Następnego dnia (niedziela) pogoda była ładna, a w górach nie odczuwało się już takiego upału jak w Rawennie. Wyruszyliśmy autobusem na objazd Gór Sybillińskich. Droga wspięła się najpierw serpentynami na przełęcz s. Maria Maddalena (1515 m), a następnie jeszcze stromiej opadła w dolinę rzeki Fiastrone. Pierwszy dłuższy postój był w Visso, świetnie zachowanym średniowiecznym miasteczku, całym z kamienia, gdzie znajduje się siedziba parku narodowego. Dalej położone na skale opactwo s. Eutizio i Norcia - rodzinne miasto św. Benedykta. Norcia terytorialnie należy do Umbrii, tym samym nawiązaliśmy do poprzedniej wycieczki. Objechaliśmy góry od południa i przez Amandolę wrócili do Sarnano, które okazało się również czarującym miasteczkiem, dla odmiany zbudowanym z cegły.
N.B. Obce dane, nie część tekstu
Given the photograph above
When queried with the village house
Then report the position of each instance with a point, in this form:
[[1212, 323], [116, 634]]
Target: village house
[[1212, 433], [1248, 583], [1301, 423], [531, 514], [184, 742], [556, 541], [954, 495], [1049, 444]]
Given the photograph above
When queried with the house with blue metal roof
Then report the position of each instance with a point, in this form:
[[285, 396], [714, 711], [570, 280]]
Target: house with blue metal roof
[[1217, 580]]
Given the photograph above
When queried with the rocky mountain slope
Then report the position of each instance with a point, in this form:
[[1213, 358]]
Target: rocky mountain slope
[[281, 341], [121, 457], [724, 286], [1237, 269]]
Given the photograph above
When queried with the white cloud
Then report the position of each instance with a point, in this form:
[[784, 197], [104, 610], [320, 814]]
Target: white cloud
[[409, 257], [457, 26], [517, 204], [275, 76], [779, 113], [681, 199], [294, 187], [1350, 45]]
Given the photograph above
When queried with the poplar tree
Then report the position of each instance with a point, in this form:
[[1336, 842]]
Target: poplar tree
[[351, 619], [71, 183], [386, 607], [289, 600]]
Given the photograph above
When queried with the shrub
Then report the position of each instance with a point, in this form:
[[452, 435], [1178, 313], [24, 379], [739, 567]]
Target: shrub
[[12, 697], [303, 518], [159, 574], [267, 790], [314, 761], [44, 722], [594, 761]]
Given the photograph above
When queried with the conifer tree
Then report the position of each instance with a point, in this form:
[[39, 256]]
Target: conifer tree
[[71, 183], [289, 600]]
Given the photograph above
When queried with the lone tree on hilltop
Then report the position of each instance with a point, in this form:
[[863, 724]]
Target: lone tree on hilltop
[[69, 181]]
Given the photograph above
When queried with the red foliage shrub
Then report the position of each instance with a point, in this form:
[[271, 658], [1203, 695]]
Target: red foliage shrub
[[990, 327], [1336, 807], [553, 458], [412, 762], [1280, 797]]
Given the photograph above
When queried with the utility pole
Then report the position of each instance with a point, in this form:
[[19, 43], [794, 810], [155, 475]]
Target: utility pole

Doświadczenie z objazdu pokazało, że na krętych i wąskich górskich drogach poruszamy się dość powoli. Wobec tego w poniedziałek nie jechaliśmy nigdzie daleko, tylko znowu tą samą drogą na grzbiet, do miejsca zwanego Pintura di Bolognola (ok. 1400 m), skąd wyruszyliśmy na górską wycieczkę na Monte Rotondo (2102 m), z początku pogoda była całkiem ładna, ale wiał b. silny wiatr - a jak wieje, to wiadomo, że coś przywieje. Tak się też stało, już niedaleko szczytu znaleźliśmy się w chmurach i zaczął padać deszcz. Dobrze, że potem pogoda się poprawiła, bo szlak, którym szliśmy był dość kiepsko oznakowany i we mgle mógłby nastręczyć duże trudności. Już nawet znacznie podeschliśmy, gdy na ok. 6 km przed miejscem gdzie czekał nasz autobus, upusty rozwarły się znowu, tym razem na dobre! Przemoczeni na wskroś dotarliśmy do szosy. Kiedy chciałem wezwać autobus, żeby po nas podjechał, okazało się, że nie mam numeru do kierowcy - w jakiś sposób skasował się z komórki! Pozostawało iść jeszcze ze 3 km drogą. W desperacji zacząłem machać na nadjeżdżający samochód, który ku mojemu zdziwieniu zatrzymał się, a uprzejmy kierowca, Anglik mieszkający we Włoszech, podwiózł mnie do autobusu.
Kolejny dzień to znowu transfer ze zwiedzaniem. Najpierw - leżące jeszcze w Marche, nad rzeką Tronto miasto Ascoli Piceno - z rzymskim mostem i wspaniałymi zabytkami od średniowiecza do baroku; następnie - wąwóz Salinello ( już należący do Parku Narodowego Gran Sasso e Monti della Laga) z pozostałościami jaskiniowej pustelni; wreszcie - Aquila, stolica Abruzji. Wizyta w Aquili, mieście zrujnowanym przez trzęsienie ziemi i w znacznej mierze opustoszałym była ciekawa, ale i przygnębiająca.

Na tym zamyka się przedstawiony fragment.